It’s a rare embarrassment of riches that reaches as far as the ozone layer.

China has just that in the form of its massive arsenal of foreign currency. Todd Stern, US lead climate negotiator, made the connection when asked in Copenhagen if rich nations owe pollution-related reparations to poorer ones such as China.

China has $2 trillion (Rs93.4 trillion) in reserves, Stern said last week. We don’t think China would be the first candidate for public funding.

The reparations issue is a non-starter at a time when the US, Japan and Europe are spending untold trillions to stabilize growth. Yet another embarrassing figure is worth considering: $16.7 billion. That’s how much Goldman Sachs Group Inc. allocated in bonuses this year, earning itself derision. It far exceeds the $10 billion in aid the US and several developed nations suggest for financing emissions-reducing projects in poor countries.

No wonder China is baulking at the US’ climate-change ante. Governments spent more than $750 billion to bail out financial companies since the credit crisis began. Here we are talking about saving the earth and leaders come up with a tenth of the amount proposed by financiers such as George Soros.

Speaking up:Protesters march through central London on 5 December to highlight public concern ahead of the UN climate summit in Copenhagen. Leon Neal / AFP

It’s time for rich nations to act by example and commit to reducing greenhouse gas emissions. Not talk, but genuine steps to right the environmental wrongs of the past. Only then will Asia get more serious about doing its share, and that’s really what the global economy needs.

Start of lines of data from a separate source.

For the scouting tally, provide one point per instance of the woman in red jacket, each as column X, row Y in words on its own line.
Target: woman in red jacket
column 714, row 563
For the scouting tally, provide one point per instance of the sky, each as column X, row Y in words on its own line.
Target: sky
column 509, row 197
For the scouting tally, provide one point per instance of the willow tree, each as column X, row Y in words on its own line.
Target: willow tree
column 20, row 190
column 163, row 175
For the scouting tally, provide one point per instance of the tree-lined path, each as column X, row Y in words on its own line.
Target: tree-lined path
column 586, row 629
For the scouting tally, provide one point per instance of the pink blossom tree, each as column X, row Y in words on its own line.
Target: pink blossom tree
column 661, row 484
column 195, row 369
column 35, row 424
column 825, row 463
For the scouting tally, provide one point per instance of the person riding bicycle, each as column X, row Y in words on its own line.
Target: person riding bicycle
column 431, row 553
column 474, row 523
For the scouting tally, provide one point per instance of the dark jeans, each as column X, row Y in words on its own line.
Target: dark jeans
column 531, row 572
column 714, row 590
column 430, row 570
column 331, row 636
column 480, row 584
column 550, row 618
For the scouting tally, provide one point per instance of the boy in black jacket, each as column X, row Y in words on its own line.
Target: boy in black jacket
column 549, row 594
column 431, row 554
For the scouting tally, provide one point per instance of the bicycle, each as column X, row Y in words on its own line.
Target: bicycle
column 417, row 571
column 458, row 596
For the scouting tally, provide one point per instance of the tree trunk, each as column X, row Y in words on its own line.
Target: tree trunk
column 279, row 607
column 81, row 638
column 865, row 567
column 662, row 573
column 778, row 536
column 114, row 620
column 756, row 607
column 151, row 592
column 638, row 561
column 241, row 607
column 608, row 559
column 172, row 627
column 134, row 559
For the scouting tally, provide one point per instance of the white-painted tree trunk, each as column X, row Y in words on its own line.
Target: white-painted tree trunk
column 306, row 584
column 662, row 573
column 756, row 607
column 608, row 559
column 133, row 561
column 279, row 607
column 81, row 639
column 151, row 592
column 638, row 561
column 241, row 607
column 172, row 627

It’s a cart-and-horse issue. China is now the world’s biggest producer of greenhouse gases and its inclusion—along with India—is needed to give any climate change treaty teeth. Yet countries like the US need to get serious before officials in Beijing will do the same.

The excesses of the West’s industrial revolutions are the reason temperatures and sea levels are rising and the frequency of deadly storms is increasing. Europeans polluted plenty in the 19th century and the US returned the favour in the 20th. In a perfect world, now should be China’s and India’s turn to do the same as their economies boom.

Thing is, our planet can’t handle 3 billion or so developing Asians polluting the way the West did. Just think how hard it’s going to be to breathe when more than 1 billion Chinese and Indians own cars.

While that sounds supremely unfair, it’s the reality as world leaders meet this week to cobble together a climate treaty.

As Asians grow richer, there will be more cars, planes, coal-burning factories and air conditioners churning heat-trapping gases into the atmosphere. Aside from rising temperatures, that will lead to increased health risks, slower economic growth, less foreign investment, increased government debt and rising bond yields.

The region is rapidly reaching its environmental limits. It means the blind pursuit of rapid growth just isn’t possible any more. The question really is this: When will Asia choke on its economic success?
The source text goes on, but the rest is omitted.